Grève, sabotage et droit

Grèves dans le service public : pour un tournant juridique

En France, la grève est un droit constitutionnel. Il n’est pas question d’en contester le principe ni même de discuter de la légitimité des raisons pour lesquelles tels ou tels décident de l’exercer.
Mais il est clair que certains effets des grèves, ou plutôt de leurs excès, nuisent aux citoyens qui les subissent. Quelques mouvements de réaction surgissent d’ailleurs ici ou là depuis peu. Ainsi des usagers abonnés à des services de la SNCF qui réclament des compensations ou remboursement.
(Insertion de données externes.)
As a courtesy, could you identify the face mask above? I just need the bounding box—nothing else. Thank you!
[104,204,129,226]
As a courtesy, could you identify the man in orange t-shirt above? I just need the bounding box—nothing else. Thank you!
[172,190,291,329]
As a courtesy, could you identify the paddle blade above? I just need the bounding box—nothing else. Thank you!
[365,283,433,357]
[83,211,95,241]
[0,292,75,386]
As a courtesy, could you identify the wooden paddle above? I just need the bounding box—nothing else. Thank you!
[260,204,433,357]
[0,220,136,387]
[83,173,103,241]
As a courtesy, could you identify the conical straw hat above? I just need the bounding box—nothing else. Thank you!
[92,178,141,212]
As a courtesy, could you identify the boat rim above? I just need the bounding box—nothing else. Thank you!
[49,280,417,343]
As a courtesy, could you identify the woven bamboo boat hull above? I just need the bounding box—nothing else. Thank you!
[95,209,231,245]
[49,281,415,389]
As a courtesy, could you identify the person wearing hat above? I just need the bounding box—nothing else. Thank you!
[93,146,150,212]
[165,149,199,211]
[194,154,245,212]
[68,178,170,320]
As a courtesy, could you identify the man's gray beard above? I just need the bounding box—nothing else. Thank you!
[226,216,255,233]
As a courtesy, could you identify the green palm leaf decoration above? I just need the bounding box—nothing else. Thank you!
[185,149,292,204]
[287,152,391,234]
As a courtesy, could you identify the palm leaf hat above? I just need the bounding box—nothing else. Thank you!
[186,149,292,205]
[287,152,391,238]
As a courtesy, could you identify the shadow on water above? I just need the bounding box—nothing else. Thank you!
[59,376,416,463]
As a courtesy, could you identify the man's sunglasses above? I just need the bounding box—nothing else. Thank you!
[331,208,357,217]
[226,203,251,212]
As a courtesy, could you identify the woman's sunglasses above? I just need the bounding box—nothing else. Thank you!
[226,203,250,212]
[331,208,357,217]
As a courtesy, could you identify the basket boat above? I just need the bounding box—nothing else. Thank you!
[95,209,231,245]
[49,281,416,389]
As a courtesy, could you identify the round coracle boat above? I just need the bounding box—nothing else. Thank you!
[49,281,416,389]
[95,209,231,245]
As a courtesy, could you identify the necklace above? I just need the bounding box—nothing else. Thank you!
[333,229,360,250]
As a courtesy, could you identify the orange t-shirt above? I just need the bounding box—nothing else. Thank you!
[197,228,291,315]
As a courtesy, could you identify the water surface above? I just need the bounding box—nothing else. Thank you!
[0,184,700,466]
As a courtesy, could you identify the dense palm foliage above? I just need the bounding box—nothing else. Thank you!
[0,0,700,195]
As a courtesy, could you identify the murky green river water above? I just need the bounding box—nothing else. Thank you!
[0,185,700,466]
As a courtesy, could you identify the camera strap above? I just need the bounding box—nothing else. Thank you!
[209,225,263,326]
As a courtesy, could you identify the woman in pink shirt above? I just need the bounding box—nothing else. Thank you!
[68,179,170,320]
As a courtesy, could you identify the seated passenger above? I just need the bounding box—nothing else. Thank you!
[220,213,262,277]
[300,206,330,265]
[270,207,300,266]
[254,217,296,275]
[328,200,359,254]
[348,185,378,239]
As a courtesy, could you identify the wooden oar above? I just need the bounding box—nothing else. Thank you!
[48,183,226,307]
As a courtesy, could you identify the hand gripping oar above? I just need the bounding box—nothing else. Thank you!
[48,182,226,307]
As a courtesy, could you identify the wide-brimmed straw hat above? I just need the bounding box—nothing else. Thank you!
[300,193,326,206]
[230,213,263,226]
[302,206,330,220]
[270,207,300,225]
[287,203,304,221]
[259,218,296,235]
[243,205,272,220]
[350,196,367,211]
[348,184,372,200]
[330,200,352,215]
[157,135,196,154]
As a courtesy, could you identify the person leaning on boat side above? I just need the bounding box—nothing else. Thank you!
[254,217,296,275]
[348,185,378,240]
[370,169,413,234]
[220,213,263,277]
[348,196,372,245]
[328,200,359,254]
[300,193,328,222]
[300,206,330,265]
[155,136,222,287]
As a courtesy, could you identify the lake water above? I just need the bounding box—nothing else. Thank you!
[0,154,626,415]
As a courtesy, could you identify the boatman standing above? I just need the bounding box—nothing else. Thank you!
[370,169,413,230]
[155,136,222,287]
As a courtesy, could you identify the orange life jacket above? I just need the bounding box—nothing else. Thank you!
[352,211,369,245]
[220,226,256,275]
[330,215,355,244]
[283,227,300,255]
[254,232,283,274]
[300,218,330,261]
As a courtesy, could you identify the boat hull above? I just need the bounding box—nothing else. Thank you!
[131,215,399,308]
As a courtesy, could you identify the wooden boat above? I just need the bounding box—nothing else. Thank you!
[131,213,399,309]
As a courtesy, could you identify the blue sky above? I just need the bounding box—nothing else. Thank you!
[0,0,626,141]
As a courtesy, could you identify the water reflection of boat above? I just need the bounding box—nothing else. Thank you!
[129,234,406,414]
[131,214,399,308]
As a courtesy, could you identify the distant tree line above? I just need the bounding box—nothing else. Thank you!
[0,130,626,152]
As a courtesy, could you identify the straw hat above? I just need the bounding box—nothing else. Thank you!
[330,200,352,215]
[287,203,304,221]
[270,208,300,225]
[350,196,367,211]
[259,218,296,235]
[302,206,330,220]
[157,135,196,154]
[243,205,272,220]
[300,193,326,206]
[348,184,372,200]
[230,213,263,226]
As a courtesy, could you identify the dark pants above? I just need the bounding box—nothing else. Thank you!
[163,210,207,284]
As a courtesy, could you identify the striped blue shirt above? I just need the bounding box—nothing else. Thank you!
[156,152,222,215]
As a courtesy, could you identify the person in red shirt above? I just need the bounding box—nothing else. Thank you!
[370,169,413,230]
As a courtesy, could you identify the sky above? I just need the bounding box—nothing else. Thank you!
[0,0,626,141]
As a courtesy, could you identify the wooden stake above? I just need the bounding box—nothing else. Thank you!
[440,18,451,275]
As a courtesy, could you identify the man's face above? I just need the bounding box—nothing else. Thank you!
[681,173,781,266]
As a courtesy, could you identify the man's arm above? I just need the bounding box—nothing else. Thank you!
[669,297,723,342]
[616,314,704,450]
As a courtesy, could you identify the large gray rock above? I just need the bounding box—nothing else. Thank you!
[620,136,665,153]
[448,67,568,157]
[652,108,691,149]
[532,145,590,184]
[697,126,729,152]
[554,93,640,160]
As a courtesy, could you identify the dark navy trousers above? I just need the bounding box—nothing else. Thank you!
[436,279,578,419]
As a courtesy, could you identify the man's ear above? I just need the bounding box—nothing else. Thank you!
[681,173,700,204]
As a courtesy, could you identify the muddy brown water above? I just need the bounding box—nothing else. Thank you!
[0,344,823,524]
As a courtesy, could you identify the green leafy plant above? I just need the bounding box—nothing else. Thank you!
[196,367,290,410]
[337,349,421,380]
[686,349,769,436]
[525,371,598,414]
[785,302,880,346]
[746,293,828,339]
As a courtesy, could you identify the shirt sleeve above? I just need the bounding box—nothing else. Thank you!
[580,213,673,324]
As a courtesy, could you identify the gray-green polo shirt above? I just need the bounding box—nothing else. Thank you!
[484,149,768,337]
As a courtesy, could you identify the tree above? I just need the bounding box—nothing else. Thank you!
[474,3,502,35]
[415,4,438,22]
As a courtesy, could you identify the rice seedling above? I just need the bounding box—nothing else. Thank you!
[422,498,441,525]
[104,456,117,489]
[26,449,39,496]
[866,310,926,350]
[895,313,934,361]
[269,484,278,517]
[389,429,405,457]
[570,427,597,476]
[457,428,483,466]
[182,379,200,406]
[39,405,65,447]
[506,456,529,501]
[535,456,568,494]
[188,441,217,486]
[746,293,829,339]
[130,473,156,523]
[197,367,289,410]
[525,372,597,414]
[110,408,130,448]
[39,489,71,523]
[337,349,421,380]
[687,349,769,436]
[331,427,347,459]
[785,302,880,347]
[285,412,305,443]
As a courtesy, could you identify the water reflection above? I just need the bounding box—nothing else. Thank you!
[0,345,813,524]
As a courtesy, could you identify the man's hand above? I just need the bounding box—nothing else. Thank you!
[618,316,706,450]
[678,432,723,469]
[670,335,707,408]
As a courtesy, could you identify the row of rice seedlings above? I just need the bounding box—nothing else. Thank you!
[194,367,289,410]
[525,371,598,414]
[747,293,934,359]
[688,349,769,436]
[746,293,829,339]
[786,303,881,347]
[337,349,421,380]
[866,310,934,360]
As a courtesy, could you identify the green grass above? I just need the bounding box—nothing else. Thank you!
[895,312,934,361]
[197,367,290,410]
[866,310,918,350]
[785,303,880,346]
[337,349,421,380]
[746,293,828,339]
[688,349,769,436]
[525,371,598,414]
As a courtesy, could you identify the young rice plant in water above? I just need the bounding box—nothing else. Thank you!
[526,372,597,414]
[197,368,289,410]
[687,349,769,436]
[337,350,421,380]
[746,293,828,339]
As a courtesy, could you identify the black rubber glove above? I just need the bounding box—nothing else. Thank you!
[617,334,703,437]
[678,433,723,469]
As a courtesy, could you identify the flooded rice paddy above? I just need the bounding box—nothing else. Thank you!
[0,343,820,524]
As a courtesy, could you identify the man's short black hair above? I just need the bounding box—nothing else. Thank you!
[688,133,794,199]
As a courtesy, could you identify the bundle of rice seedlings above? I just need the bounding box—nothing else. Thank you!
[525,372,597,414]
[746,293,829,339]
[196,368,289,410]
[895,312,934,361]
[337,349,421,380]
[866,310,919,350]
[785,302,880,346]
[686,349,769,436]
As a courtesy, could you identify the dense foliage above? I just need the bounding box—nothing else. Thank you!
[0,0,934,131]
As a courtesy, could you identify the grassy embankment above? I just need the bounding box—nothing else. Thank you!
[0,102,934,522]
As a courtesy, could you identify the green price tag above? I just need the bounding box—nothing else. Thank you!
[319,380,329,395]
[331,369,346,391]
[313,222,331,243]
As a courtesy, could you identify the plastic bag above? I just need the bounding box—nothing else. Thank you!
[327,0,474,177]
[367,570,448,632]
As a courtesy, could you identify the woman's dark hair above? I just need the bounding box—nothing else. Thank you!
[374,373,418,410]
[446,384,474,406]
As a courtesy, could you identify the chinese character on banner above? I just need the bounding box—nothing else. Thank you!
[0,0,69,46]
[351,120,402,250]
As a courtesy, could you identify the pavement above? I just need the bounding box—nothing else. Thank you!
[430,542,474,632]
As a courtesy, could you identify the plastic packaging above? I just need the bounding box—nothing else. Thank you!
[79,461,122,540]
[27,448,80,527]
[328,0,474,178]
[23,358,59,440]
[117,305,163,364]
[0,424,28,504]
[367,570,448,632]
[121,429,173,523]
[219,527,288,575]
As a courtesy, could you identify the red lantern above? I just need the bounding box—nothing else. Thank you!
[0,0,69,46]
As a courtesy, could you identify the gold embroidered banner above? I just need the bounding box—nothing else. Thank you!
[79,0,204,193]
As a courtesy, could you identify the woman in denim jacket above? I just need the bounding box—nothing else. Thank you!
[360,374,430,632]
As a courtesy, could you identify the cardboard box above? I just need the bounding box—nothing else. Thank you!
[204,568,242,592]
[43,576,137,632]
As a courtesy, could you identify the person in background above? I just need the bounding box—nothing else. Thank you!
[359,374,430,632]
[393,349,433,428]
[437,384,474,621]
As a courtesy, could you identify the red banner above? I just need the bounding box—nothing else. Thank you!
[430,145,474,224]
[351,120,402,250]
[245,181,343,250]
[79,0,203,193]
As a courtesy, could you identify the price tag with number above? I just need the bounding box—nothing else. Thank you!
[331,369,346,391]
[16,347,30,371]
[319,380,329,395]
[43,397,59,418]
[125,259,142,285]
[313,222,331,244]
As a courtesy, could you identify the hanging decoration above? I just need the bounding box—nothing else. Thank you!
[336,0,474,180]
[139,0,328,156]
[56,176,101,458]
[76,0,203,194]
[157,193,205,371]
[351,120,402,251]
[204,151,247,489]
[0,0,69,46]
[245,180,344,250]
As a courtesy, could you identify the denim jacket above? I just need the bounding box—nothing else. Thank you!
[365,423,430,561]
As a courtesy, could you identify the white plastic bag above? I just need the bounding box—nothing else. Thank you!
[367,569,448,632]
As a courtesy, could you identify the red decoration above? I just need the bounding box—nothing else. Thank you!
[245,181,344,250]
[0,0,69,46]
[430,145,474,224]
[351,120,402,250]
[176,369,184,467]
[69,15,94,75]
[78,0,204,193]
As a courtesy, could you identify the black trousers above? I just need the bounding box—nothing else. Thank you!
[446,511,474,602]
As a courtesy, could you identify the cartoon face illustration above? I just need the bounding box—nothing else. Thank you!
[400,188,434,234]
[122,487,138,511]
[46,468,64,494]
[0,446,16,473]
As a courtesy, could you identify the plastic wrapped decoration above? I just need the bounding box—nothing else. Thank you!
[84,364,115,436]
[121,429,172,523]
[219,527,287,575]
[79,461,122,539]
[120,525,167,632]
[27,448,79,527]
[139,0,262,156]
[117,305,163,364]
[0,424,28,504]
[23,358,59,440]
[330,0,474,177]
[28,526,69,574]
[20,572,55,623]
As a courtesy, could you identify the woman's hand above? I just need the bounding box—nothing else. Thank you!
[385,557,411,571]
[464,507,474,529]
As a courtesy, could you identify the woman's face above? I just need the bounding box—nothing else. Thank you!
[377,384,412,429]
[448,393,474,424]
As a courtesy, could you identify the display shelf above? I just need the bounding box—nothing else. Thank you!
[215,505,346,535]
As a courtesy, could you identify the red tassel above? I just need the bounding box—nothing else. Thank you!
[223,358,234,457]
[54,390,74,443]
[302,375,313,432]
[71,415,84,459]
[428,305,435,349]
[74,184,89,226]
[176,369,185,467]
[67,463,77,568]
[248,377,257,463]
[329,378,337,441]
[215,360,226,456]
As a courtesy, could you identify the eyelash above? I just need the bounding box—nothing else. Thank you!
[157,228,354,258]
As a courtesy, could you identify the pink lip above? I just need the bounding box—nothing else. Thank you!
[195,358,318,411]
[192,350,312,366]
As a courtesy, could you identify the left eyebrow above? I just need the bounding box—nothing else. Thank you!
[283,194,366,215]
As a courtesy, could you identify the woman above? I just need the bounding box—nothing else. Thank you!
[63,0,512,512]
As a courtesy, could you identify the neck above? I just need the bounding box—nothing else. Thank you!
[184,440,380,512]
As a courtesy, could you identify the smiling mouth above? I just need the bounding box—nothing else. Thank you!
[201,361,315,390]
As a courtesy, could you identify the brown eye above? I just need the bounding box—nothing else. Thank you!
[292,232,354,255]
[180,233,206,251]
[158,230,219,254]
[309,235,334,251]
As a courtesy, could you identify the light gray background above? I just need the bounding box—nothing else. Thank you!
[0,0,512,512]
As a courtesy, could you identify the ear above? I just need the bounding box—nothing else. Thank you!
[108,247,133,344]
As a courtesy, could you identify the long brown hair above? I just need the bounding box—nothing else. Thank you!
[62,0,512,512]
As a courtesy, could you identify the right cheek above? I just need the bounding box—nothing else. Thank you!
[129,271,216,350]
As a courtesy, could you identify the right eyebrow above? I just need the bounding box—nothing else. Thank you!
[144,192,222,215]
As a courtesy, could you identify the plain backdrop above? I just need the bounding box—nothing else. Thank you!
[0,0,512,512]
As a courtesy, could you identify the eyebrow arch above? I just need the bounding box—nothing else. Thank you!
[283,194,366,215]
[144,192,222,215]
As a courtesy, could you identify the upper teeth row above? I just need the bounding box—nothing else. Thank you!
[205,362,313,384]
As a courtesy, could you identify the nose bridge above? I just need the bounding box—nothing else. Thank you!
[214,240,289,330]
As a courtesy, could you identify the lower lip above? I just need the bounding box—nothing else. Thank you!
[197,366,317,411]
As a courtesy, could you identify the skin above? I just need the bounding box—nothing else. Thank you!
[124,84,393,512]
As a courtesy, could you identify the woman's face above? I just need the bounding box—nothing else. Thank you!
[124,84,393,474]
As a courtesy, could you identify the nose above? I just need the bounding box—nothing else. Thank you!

Ou des étudiants non grévistes qui créent des groupes sur les réseaux sociaux pour s’opposer au blocage de leur université. Des pétitions sont lancées pour protester.

Déjà plusieurs fois utilisée dans un passé récent en France, les coupures d’électricité semblent emblématiques des excès auxquels peuvent être conduits certains grévistes. Ils n’en tirent aucun « avantage matériel », tandis que les dommages sont évidents pour ceux qui les subissent.

Ne pourrait-on pas imaginer un cadre juridique plus contraignant, qui dirait plus clairement où se situe la ligne rouge à ne pas franchir ? On permettrait peut-être ainsi aux grèves de ne pas se transformer en « guerre » (on entend d’aucuns parler de « conflit », « d’attaque », de »bataille », dire que « l’enjeu c’est d’obtenir une victoire », « on a besoin de gagner ») et d’éviter des actes qui provoquent l’hostilité, pour faire (enfin…) de la recherche d’un consensus l’objectif premier à poursuivre.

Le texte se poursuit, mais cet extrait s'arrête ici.